Mangling Fun With Thrust
Ludwig Schneider / February 2025 (1666 Words, 10 Minutes)
Translation and Mangling Fun
Name Mangling happens when compilers translate source code with overloaded functions into object code. Since overloaded functions have the same function name but different template or function arguments, the compiler translates these function names into unique names for each overloaded function. Understanding mangling is important to follow the translation your code undergoes before linking.
For example, the function declaration void foo(std::vector<int>&a)
will be translated by GCC to _Z3fooRSt6vectorIiSaIiEE
in a library for linking. This unique string is then used during the linking stage if an external library wants to link to our foo
function. We can use the tool c++filt
to translate mangled names back into human-readable declarations1.
$ c++filt _Z3fooRSt6vectorIiSaIiEE
foo(std::vector<int, std::allocator<int> >&)
Usually, we do not have to worry about this at all, and it happens behind the scenes.
Multi-Language Translation
When we use multiple languages, things get a bit more interesting, because with different languages we may have different compilers translating different units. After translation, the units get linked together. Now, the name mangling has to be identical from the different compilers to allow linking the differently translated units.

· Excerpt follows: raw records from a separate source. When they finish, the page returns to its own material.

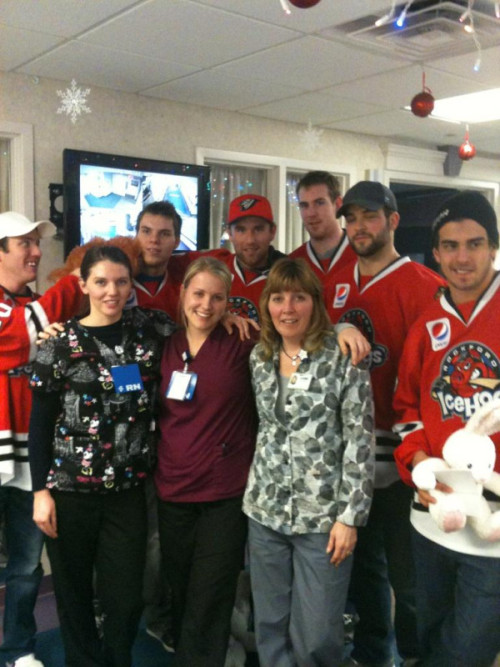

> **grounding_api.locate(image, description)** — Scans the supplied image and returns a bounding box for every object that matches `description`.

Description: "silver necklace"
[281,343,302,367]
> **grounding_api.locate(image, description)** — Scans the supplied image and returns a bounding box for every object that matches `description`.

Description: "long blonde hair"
[178,257,233,327]
[260,257,331,361]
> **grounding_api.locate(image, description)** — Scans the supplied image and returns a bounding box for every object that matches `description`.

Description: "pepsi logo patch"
[228,296,259,322]
[333,283,351,308]
[425,317,451,352]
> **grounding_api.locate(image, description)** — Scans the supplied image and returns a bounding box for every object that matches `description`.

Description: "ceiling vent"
[320,0,500,61]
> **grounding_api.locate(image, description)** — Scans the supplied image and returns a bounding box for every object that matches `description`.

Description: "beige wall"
[0,73,384,286]
[0,72,500,289]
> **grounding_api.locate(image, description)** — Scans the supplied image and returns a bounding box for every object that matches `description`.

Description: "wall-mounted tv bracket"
[49,183,63,239]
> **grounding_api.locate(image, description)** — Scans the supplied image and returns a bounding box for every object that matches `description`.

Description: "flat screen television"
[63,148,210,256]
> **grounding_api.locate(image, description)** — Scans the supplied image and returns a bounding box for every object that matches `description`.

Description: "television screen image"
[63,149,210,254]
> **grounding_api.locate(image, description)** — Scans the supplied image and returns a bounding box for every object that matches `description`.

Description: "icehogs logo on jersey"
[339,308,389,369]
[431,341,500,421]
[228,296,259,322]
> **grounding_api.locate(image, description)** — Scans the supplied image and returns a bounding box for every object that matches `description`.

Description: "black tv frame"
[63,148,210,257]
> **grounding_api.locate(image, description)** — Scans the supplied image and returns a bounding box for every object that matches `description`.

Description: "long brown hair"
[260,257,331,360]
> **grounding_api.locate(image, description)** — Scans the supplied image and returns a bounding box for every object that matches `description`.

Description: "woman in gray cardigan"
[244,258,374,667]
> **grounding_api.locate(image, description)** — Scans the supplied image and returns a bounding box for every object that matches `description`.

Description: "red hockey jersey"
[290,232,357,289]
[0,276,82,491]
[222,246,285,322]
[394,274,500,484]
[325,257,444,486]
[394,274,500,558]
[127,248,232,322]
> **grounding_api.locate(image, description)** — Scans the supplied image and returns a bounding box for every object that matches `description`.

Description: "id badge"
[165,371,198,401]
[111,364,144,394]
[288,373,312,391]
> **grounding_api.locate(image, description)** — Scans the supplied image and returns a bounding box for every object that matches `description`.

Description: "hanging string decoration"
[288,0,321,9]
[458,125,476,161]
[57,79,92,125]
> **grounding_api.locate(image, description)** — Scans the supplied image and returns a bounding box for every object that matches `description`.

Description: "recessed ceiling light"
[405,88,500,124]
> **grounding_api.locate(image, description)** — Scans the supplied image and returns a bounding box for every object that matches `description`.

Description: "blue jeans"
[248,519,352,667]
[349,481,419,665]
[412,529,500,667]
[0,486,43,662]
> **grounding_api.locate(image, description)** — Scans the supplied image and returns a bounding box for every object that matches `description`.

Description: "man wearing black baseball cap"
[394,191,500,667]
[332,181,443,667]
[0,211,82,667]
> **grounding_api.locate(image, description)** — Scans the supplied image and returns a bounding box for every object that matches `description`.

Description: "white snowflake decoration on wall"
[57,79,92,125]
[297,121,323,153]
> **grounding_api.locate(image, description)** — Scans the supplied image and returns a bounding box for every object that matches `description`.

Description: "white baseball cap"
[0,211,57,239]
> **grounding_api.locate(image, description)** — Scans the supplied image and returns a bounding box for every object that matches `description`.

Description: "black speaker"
[49,183,63,238]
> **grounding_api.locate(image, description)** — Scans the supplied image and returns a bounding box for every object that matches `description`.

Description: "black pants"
[158,497,247,667]
[47,487,147,667]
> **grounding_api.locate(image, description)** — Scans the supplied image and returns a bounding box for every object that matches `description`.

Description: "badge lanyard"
[165,350,198,401]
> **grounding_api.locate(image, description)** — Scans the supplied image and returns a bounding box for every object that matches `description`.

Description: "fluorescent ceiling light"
[424,88,500,123]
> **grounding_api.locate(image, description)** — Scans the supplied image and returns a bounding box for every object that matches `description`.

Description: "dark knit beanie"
[432,190,498,248]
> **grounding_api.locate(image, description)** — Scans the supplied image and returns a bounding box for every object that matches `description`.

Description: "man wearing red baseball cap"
[220,194,285,321]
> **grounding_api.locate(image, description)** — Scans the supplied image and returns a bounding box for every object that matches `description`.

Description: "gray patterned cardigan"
[243,332,374,535]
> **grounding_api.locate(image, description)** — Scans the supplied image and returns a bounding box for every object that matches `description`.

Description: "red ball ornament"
[410,72,434,118]
[411,89,434,118]
[288,0,320,9]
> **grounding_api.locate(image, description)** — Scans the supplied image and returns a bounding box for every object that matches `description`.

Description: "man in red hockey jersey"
[130,201,194,320]
[290,171,356,287]
[394,191,500,667]
[220,194,285,321]
[0,212,82,667]
[325,181,443,667]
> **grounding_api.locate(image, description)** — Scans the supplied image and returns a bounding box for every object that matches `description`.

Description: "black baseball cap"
[432,190,498,248]
[337,181,398,218]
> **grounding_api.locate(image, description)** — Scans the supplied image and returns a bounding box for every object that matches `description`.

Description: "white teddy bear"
[412,400,500,542]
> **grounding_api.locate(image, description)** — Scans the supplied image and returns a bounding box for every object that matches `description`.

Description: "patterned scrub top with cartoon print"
[30,308,176,492]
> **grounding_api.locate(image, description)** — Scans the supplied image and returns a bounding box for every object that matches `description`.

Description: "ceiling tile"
[0,25,65,72]
[218,37,405,90]
[245,93,383,125]
[193,0,390,33]
[18,42,199,92]
[0,0,137,37]
[78,0,297,67]
[146,70,300,111]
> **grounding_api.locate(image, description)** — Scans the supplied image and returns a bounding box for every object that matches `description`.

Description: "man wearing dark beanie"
[394,191,500,667]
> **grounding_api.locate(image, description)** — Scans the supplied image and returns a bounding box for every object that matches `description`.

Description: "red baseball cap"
[227,194,274,225]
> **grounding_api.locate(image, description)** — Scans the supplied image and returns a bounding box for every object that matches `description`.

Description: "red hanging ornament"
[410,72,434,118]
[458,126,476,160]
[288,0,320,9]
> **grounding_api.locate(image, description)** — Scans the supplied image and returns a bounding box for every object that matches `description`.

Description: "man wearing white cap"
[0,211,82,667]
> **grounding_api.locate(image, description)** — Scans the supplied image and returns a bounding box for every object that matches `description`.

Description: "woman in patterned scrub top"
[28,245,175,667]
[243,258,374,667]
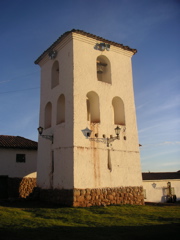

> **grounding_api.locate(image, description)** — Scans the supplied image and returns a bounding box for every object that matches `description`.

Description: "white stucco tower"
[35,30,143,206]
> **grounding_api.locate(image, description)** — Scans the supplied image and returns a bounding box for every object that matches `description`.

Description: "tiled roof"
[142,171,180,180]
[0,135,38,150]
[34,29,137,64]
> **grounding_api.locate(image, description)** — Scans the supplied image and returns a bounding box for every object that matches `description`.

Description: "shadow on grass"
[0,224,180,240]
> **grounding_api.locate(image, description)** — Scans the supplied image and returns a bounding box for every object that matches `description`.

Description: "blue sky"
[0,0,180,172]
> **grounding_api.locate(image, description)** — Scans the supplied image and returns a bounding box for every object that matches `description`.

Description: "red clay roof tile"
[34,29,137,64]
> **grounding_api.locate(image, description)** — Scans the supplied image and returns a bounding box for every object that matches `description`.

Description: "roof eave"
[34,29,137,64]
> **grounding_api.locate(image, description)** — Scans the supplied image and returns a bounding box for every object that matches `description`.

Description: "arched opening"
[112,97,125,125]
[96,55,111,83]
[56,94,65,124]
[86,91,100,123]
[51,61,59,89]
[44,102,52,128]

While building code for the AMSO project, I came across an instance where this step failed. In my particular instance, I was using gcc
to translate regular C++ code and nvcc
to translate CUDA/Thrust code. And in this instance, gcc
and nvcc
translate the names of functions containing thrust
objects in the signature differently. This is particularly annoying when building the C++ project as a Python extension, because the Python extension is a library that is dynamically loaded by Python. As a result, at the compilation stage, no linking errors are reported, but when loading the module with Python, the missing linked objects result in errors.
Simple Example Problem2
Let’s look at a minimal example. A library handling CUDA-specific operations may have a source file nvcc.cu
:
#include <iostream>
#include "nvcc.cuh"
void foo(std::vector<int>&a){
//Potentially some CUDA code
std::cout<<"std::vector "<<a.size()<<std::endl;
}
void bar(thrust::host_vector<int>&a){
std::cout<<"thrust::vector "<<a.size()<<std::endl;
}
With the corresponding header file nvcc.cuh
:
#pragma once
#include <vector>
#include <thrust/host_vector.h>
void foo(std::vector<int>&a);
void bar(thrust::host_vector<int>&a);
We can translate this into an object file using nvcc
like this3:
$ nvcc -std=c++17 -x cu -c ../nvcc.cu -o nvcc.cu.o
nvcc warning : Support for offline compilation for architectures prior to '<compute/sm/lto>_75' will be removed in a future release (Use -Wno-deprecated-gpu-targets to suppress warning).
Here, we select C++17
as our standard and instruct nvcc
with -x cu
to build this as a CUDA source file. With nm we can inspect the resulting object file and use grep to only see our declared functions.
$ nm nvcc.cu.o | grep foo
0000000000000cbf t _GLOBAL__sub_I__Z3fooRSt6vectorIiSaIiEE
000000000000002e T _Z3fooRSt6vectorIiSaIiEE
$ c++filt _Z3fooRSt6vectorIiSaIiEE
foo(std::vector<int, std::allocator<int> >&)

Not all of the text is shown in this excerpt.